Sunbelt Rentals U.S. posted $4,988.9 million in revenue in full year fiscal 2019 compared to $4,153.1 million in full year fiscal 2018, a 20.1-percent year-over-year increase. Sunbelt Canada recorded CDN $333 million compared to $223.4 million a year ago, a 54-percent hike.
The whole company, including A-Plant in the United Kingdom, totaled £4,499.6 million (about U.S. $5.692 billion), compared to £3,706 million last year, a 21.4-percent leap.
In the fiscal fourth quarter, the whole company posted £1,014.4 million in underlying rental revenue compared to £798.7 million in the same period last year, a 27-percent year-over-year increase.
During the fiscal year, the company invested £1.6 billion in the business compared to £1.2 billion in the previous fiscal year. Ashtead spend £622 million on bolt-on acquisitions compared to £392 million in the previous year.
“The group delivered a strong quarter with good performance across the business,” said Ashtead chief executive Brendan Horgan. “As a result, group rental revenue increased 18 percent for the year and underlying pre-tax profit increased 17 percent to £1,110 million, both a constant exchange rates. We continue to experience strong end markets in North America and are executing well on our strategy of organic growth supplemented by targeted bolt-on acquisitions. We invested £1.6 billion in capital and a further £622 million on bolt-on acquisitions in the period, which as added 146 locations across the group. This investment reflects the structural growth opportunity that we continue to see in the business as we broaden our product offering, geographic reach and end markets, thus increasing market share and diversifying our business.
“We remain focused on responsible growth. Our increasing scale and strong margins are delivering good earnings growth and significant free cash flow generation.
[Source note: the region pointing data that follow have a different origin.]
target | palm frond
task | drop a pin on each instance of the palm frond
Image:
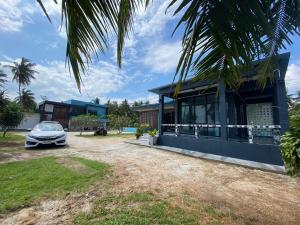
(127, 9)
(222, 37)
(3, 77)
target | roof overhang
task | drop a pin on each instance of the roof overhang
(191, 85)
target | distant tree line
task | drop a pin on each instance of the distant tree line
(12, 110)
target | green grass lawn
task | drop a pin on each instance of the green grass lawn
(23, 182)
(12, 142)
(146, 208)
(11, 137)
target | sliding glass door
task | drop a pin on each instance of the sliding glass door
(202, 109)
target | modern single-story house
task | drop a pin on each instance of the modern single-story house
(63, 111)
(211, 118)
(148, 114)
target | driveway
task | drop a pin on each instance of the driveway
(263, 197)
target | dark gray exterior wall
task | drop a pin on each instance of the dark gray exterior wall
(248, 94)
(259, 153)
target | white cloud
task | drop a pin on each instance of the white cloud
(153, 20)
(162, 58)
(15, 13)
(52, 8)
(292, 78)
(55, 82)
(11, 16)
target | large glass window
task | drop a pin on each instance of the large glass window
(200, 110)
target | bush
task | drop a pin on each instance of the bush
(152, 133)
(84, 121)
(290, 143)
(10, 117)
(290, 150)
(139, 132)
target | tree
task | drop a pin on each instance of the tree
(27, 100)
(23, 72)
(220, 37)
(10, 117)
(4, 100)
(84, 121)
(118, 122)
(2, 78)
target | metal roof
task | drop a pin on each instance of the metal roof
(283, 60)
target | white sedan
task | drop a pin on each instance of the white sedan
(45, 133)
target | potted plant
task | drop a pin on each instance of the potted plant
(152, 137)
(139, 132)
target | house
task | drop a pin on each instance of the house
(55, 111)
(63, 111)
(244, 124)
(148, 114)
(80, 107)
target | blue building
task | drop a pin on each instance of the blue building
(80, 107)
(62, 112)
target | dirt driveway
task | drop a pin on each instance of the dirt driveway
(263, 197)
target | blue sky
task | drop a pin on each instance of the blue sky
(150, 59)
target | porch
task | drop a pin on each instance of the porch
(244, 124)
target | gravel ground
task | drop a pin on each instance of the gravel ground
(262, 197)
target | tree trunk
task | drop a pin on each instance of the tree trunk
(4, 132)
(20, 93)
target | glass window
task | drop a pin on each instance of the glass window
(200, 110)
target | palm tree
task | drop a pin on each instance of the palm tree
(26, 100)
(23, 72)
(3, 100)
(2, 78)
(220, 37)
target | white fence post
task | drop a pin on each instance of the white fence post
(196, 132)
(250, 134)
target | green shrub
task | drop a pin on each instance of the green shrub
(139, 132)
(290, 142)
(290, 150)
(152, 133)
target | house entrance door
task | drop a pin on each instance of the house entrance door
(260, 114)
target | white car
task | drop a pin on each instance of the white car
(45, 133)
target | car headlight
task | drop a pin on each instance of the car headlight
(31, 136)
(61, 136)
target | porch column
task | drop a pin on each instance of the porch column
(160, 114)
(222, 109)
(281, 105)
(231, 133)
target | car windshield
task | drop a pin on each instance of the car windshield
(48, 127)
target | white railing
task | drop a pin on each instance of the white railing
(275, 129)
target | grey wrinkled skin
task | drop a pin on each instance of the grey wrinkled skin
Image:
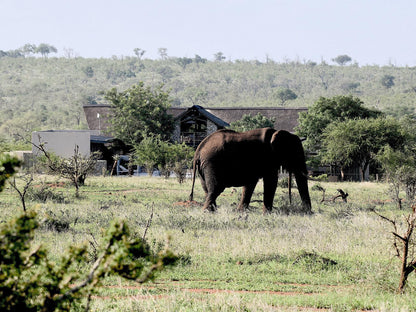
(231, 159)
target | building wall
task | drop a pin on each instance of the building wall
(62, 142)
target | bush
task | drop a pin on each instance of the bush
(29, 281)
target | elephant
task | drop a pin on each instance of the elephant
(232, 159)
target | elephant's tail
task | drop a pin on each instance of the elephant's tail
(196, 164)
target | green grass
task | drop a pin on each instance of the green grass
(339, 259)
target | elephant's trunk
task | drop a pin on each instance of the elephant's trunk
(302, 183)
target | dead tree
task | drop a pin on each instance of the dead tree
(408, 262)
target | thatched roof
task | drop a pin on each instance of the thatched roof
(286, 118)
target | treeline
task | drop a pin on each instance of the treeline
(29, 49)
(38, 93)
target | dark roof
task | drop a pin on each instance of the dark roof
(196, 108)
(286, 118)
(101, 139)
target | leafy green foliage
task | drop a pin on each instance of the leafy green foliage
(33, 87)
(285, 95)
(325, 111)
(248, 122)
(139, 110)
(153, 152)
(8, 166)
(31, 282)
(75, 168)
(342, 59)
(387, 81)
(355, 142)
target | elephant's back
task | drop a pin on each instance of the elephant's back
(234, 157)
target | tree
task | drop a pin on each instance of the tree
(153, 152)
(163, 52)
(51, 283)
(387, 81)
(139, 110)
(356, 142)
(44, 49)
(8, 167)
(326, 111)
(148, 152)
(29, 49)
(139, 53)
(248, 122)
(285, 95)
(342, 59)
(399, 165)
(31, 281)
(219, 56)
(399, 168)
(76, 169)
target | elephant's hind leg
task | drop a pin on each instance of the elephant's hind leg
(246, 196)
(211, 197)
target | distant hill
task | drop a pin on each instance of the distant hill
(48, 93)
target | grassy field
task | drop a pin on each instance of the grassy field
(338, 259)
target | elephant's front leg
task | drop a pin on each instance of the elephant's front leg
(246, 196)
(270, 185)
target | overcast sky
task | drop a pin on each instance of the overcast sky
(369, 31)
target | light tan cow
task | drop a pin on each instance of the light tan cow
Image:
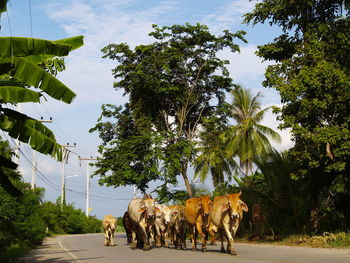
(197, 216)
(108, 225)
(177, 227)
(142, 214)
(225, 216)
(162, 225)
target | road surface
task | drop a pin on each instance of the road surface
(90, 248)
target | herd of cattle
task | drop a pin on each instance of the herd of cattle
(147, 222)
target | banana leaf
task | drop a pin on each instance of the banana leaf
(33, 75)
(73, 42)
(17, 94)
(25, 46)
(3, 6)
(28, 130)
(8, 186)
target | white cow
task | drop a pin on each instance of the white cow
(108, 225)
(142, 214)
(162, 225)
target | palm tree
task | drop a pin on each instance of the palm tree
(22, 67)
(248, 138)
(212, 158)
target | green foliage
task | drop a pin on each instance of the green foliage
(127, 152)
(171, 84)
(312, 76)
(211, 158)
(70, 220)
(248, 138)
(22, 66)
(19, 217)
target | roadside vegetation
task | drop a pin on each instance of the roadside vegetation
(178, 116)
(26, 220)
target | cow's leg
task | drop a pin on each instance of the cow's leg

This provides significant operational and financial flexibility, enabling us to invest in the long-term structural growth opportunity and enhance returns to shareholders, while maintaining leverage within our target range of 1.5 to 2 times net debt to EBITDA. We have spent £675 million under our share buyback program announced in December 2017, which has now concluded, and expect to spend a minimum of £500 million on share buybacks in 2019/20.”
Horgan added that the company anticipates a similar level of capital expenditure in 2019/20, consistent with the company’s strategic plan.
Headquartered in Fort Mill, S.C., Sunbelt Rentals is No. 2 on the RER 100. Parent company Ashtead plc is based in London.